Pluralism is grounded in the Judeo-Christian worldview
“When Muslims are in the minority, they complain about being oppressed. But the minute they become the majority, they become real oppressors because of the inherent intolerance of their culture.”
So writes Ed Straker in American Thinker. He is describing one of the greatest challenges in the West, i.e. political Islam, AKA Islamism.
What Straker says about Islamism can also be said about fundamentalist atheism. Atheists want freedom of speech until they achieve power. Then they want freedom from religion and seek to stifle free speech. We are witnessing this phenomenon at every turn in North American and European life today.
Free elections one time
In the West, Islamists will use the culture and structure of a free society to end the culture and structure of freedom.
We have seen this argument made in North Africa and the Middle East. In secular authoritarian countries such as Mubarak’s Egypt and Assad’s Syria, militant Islamists want free elections long enough to get a political foothold. But of course they actually despise democracy. Once they have replaced a secular dictator with a religious dictator, they forbid free elections. The Muslim Brotherhood in Egypt is one example of this at play.
Political Islam hates Judeo-Christian theism because it is the foundation of free and pluralistic societies.
It is important to recognize that social and political pluralism rests on the non-pluralistic foundation of Judeo-Christian Theism. In other words, because of Judeo-Christian influence, people are free to have their own ideas, speak their own minds, and challenge other people’s ideas. It is the Judeo-Christian worldview that launched freedom of religion, freedom to assemble, freedom of the press, et al.
The monotheistic faiths of Judaism and Christianity recognize the existence of an infinite, personal God who created the universe with a moral and metaphysical framework.
Jesus affirms the absolute nature of his claims when he says, “I am the way, and the truth, and the life. No one comes to the Father except through me” (John 14:6). The corollary is that those who live within the framework of Christ’s teaching will be free (John 8:31-32).
A pluralistic philosophy (such as the moral and cultural relativism promoted by secularism) will not lead to a pluralistic society. Rather, such systems lead to the power of the sword. This is the stance of fundamentalist atheism.
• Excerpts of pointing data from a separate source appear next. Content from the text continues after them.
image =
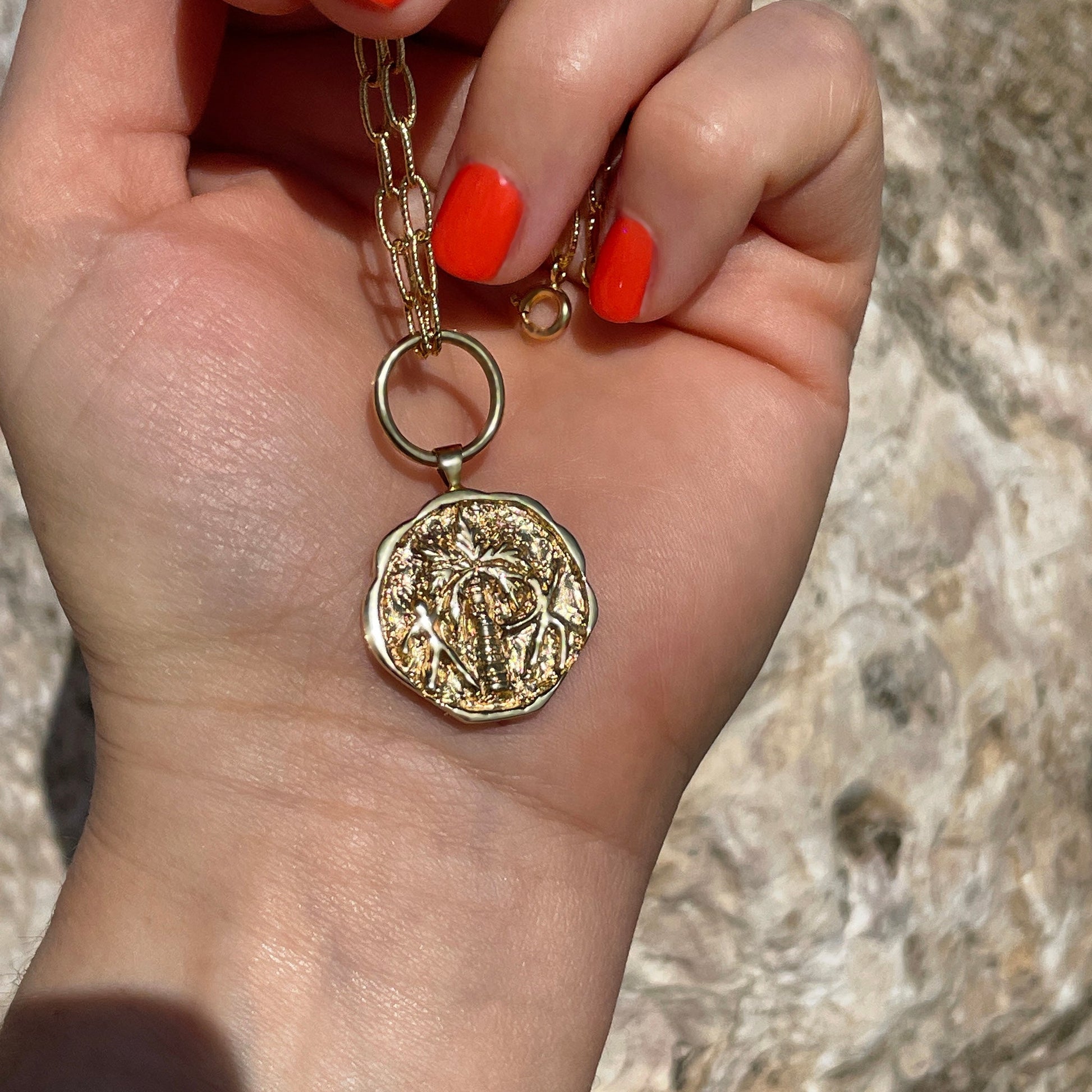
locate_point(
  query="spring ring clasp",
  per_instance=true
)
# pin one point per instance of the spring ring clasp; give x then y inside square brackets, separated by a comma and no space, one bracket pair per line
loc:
[553,296]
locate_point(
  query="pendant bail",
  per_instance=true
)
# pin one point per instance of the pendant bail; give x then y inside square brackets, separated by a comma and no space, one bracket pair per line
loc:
[449,462]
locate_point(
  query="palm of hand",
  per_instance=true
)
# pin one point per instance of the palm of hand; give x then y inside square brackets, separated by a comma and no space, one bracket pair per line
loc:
[195,435]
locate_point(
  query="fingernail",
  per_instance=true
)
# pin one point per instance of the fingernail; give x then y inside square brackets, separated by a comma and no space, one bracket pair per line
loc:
[622,271]
[476,223]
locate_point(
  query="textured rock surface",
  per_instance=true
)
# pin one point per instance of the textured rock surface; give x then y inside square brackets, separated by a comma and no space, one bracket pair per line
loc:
[882,878]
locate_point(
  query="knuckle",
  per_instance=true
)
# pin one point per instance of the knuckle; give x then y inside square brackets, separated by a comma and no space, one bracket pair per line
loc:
[829,34]
[677,129]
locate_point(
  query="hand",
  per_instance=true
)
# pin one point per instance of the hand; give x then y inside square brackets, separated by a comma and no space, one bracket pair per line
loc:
[351,890]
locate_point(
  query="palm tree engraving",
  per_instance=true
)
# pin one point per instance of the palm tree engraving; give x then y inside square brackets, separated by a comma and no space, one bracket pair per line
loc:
[476,584]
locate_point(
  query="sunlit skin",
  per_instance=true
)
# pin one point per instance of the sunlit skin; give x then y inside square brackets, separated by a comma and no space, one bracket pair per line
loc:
[353,890]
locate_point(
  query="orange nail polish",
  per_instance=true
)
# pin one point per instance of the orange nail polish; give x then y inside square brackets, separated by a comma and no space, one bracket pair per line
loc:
[622,271]
[476,223]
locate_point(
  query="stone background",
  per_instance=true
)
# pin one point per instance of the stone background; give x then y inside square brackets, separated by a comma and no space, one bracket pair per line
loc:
[880,879]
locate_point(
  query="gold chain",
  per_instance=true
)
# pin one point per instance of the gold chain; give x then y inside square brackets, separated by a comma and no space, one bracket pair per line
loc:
[410,242]
[411,246]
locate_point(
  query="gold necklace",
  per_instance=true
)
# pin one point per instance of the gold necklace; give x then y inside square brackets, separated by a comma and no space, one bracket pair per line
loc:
[481,603]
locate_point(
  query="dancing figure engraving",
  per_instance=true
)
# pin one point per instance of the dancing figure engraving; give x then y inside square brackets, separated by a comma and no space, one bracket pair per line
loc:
[439,650]
[545,617]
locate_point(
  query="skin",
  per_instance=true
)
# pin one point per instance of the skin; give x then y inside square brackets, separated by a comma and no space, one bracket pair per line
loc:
[346,889]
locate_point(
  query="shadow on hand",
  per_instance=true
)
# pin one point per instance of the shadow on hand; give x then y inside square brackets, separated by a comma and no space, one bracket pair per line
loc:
[113,1043]
[68,758]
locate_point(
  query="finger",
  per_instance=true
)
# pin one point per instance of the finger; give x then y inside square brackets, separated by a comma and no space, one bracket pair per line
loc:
[553,88]
[100,95]
[777,121]
[271,7]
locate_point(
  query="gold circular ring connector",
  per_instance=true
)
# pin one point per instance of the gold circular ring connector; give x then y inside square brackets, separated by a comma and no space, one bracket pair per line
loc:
[563,313]
[482,356]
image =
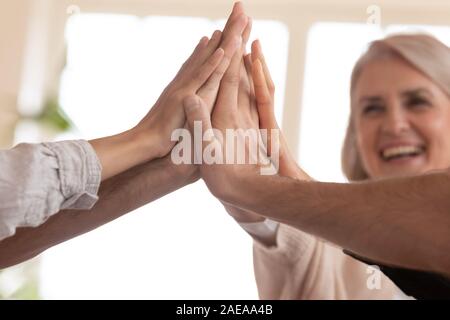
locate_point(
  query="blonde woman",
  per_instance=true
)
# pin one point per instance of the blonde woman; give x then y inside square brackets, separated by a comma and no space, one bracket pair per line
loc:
[399,126]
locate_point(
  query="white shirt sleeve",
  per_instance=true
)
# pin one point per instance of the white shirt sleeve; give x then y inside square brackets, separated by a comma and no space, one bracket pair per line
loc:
[38,180]
[264,231]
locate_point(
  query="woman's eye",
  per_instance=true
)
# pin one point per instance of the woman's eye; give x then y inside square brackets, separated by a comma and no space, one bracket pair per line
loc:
[372,109]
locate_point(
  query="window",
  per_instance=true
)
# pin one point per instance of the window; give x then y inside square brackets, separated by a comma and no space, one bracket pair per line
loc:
[332,51]
[181,246]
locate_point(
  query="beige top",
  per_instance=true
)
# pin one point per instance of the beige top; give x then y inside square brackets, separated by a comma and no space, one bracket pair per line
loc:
[302,266]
Pluralism is “the condition of being multiple or plural.” Many Christians regard pluralism as an unmitigated evil. But there’s a distinction to be made between ideological pluralism and the religious, social and political pluralism of a free society. Ideological pluralism is “the belief that no single explanatory system or view of reality can account for all the phenomena of life.” This version of pluralism directly contradicts the Bible. Political/social pluralism, on the other hand, is the “condition in which numerous distinct ethnic, religious, or cultural groups are present and tolerated within a society.”
Consider these three significant propositions about pluralism:
- Free societies allow for social, religious and political pluralism.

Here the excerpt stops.